Il faut bien se rendre compte qu’il y a 6 kilomètres à couvrir, à cheval sur les cantons de Neuchâtel et Vaud. Parmi les travaux réguliers, il y a les arbres en travers de sentiers à retirer. Souvent, il y en a un peu plus sur la partie haute, c’est-à-dire la partie vaudoise,
indique Claude-André Montandon. Le garde forestier de Val-de-Travers et président de la société taquine ainsi volontiers son homologue vaudois André Clémençon.
Il faut préciser que les Vaudois participent activement au financement de ces travaux,
rétorque-t-il amusé.
Les gorges traversent différents terrains publics et privés, ce qui complexifie un peu plus les choses. Pour faire simple, Neuchâtel Rando et Vaud Rando s’occupent du balisage et la société se charge de maintenir le parcours en état et de le sécuriser.

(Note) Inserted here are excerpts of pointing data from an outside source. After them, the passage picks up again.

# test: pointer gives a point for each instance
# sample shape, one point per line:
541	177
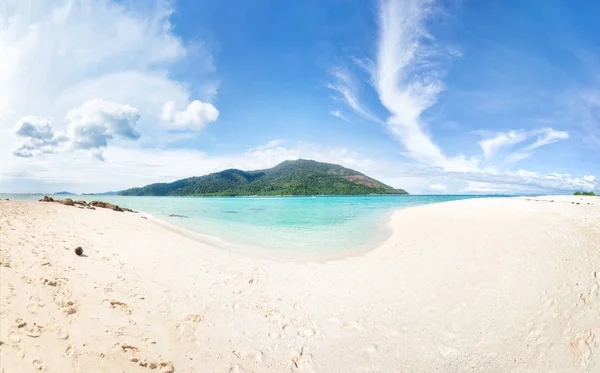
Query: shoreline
494	285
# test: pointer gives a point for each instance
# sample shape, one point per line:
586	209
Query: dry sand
488	285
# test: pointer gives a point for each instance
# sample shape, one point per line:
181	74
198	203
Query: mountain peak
288	178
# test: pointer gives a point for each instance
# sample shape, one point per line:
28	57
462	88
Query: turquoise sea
333	224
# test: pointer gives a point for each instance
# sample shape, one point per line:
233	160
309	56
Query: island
290	178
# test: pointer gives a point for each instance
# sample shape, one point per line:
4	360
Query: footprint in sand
35	331
19	323
249	354
14	337
38	364
47	282
187	327
303	361
62	334
307	333
69	351
68	307
448	352
123	306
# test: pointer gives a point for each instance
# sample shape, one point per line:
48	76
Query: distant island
101	194
290	178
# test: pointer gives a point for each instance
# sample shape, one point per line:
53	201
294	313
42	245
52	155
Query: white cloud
196	116
507	140
338	114
89	127
347	88
35	128
59	55
438	187
490	147
480	187
95	122
405	77
38	137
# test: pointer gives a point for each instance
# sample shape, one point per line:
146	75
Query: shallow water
333	224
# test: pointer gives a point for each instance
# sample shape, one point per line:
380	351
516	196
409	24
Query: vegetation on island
290	178
584	194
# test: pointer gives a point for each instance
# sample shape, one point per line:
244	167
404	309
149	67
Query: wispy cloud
338	114
346	87
405	77
508	140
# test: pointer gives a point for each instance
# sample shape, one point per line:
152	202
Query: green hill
290	178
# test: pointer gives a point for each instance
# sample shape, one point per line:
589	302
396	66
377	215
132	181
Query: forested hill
290	178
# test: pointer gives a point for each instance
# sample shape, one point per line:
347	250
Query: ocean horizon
282	225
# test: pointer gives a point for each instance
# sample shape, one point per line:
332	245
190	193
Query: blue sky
430	96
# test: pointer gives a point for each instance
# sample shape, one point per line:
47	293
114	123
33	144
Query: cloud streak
508	140
89	127
346	87
196	116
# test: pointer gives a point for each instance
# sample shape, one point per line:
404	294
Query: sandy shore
488	285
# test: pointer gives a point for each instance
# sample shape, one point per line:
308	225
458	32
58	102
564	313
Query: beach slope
483	285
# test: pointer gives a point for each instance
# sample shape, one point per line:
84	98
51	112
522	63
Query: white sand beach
483	285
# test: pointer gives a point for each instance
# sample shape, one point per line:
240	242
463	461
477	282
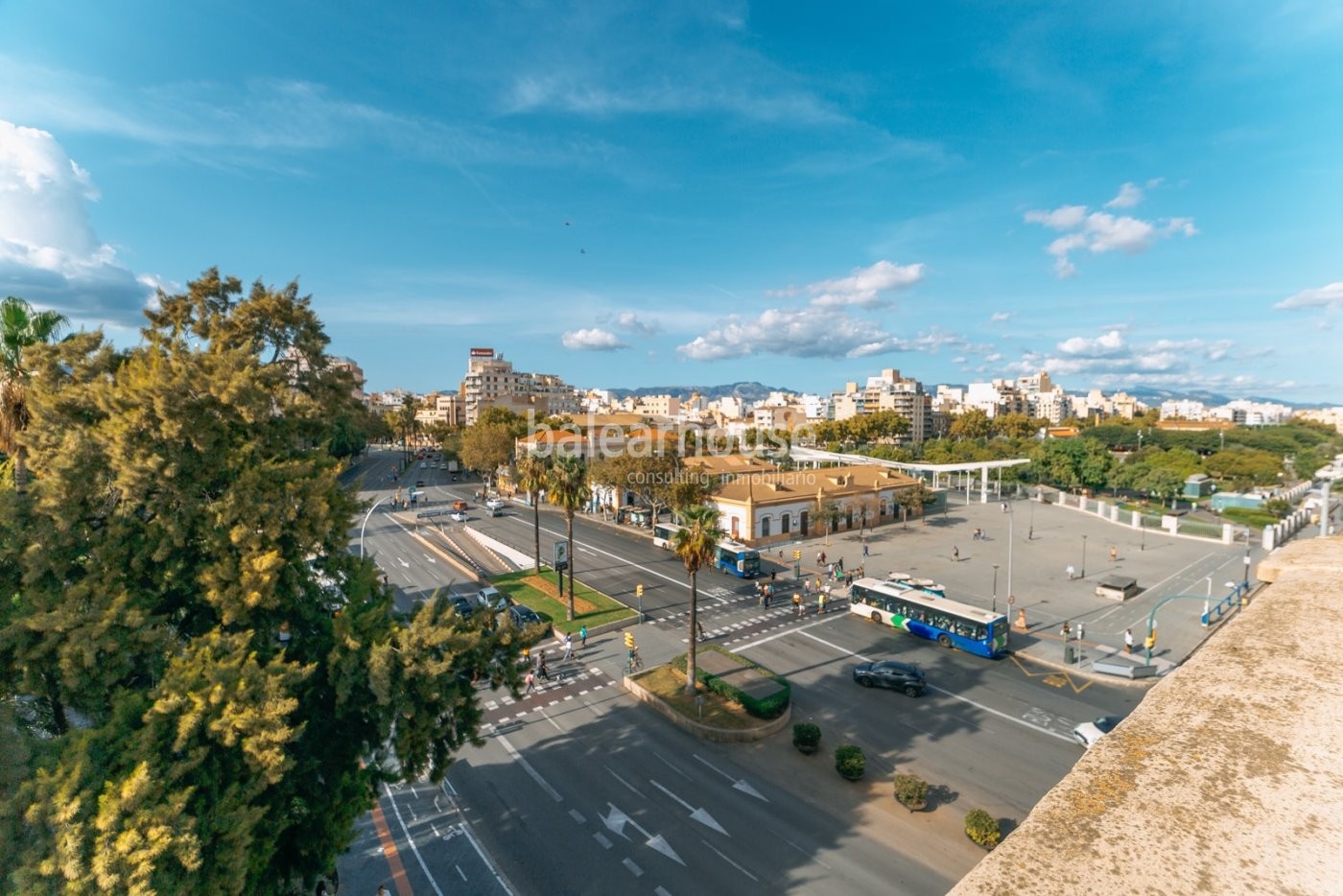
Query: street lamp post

Notre fonctionnement sur le terrain est rodé. Un premier repérage est fait en amont et on identifie différentes zones prioritaires où intervenir. Il y a notamment le périmètre des cascades où on a abattu des arbres l’année passée. Il faudra à nouveau faire appel à un hélicoptère pour les évacuer et cela devrait se faire avant la fin de l’année. Plus haut, une passerelle présente des signes de fragilité et elle sera changée en mai 2022.
La durée de vie des différents éléments installés est de quinze à vingt-cinq ans.
Nouveauté : fermeture annuelle de six mois
Une attention particulière est aussi accordée aux pierres qui menacent de tomber. Une cabane en bois construite il y a une dizaine d’années nécessite également un petit entretien chaque printemps.
Toutes ces choses sont faites pour le confort mais surtout pour l’assistance optimale des randonneurs. On essaie de leur offrir une sortie la plus sûre possible. Ceci n’empêche pas la responsabilité individuelle comme le fait de ne pas s’y aventurer en plein hiver si on ne connaît pas les lieux.
D’ailleurs, nouveauté pour cette année : la société va officiellement fermer le site du 31 octobre au 30 avril. Cela signifie qu’aucune sécurité ne peut être garantie durant cette période et qu’il en va de la raison de chacun de s’y aventurer ou non. D’un point de vue général, son accessibilité a quand même largement été améliorée au fil du temps. à la suite d’un orage dévastateur en 1980, les gorges de la Poëta-Raisse avaient entièrement dû être réaménagées.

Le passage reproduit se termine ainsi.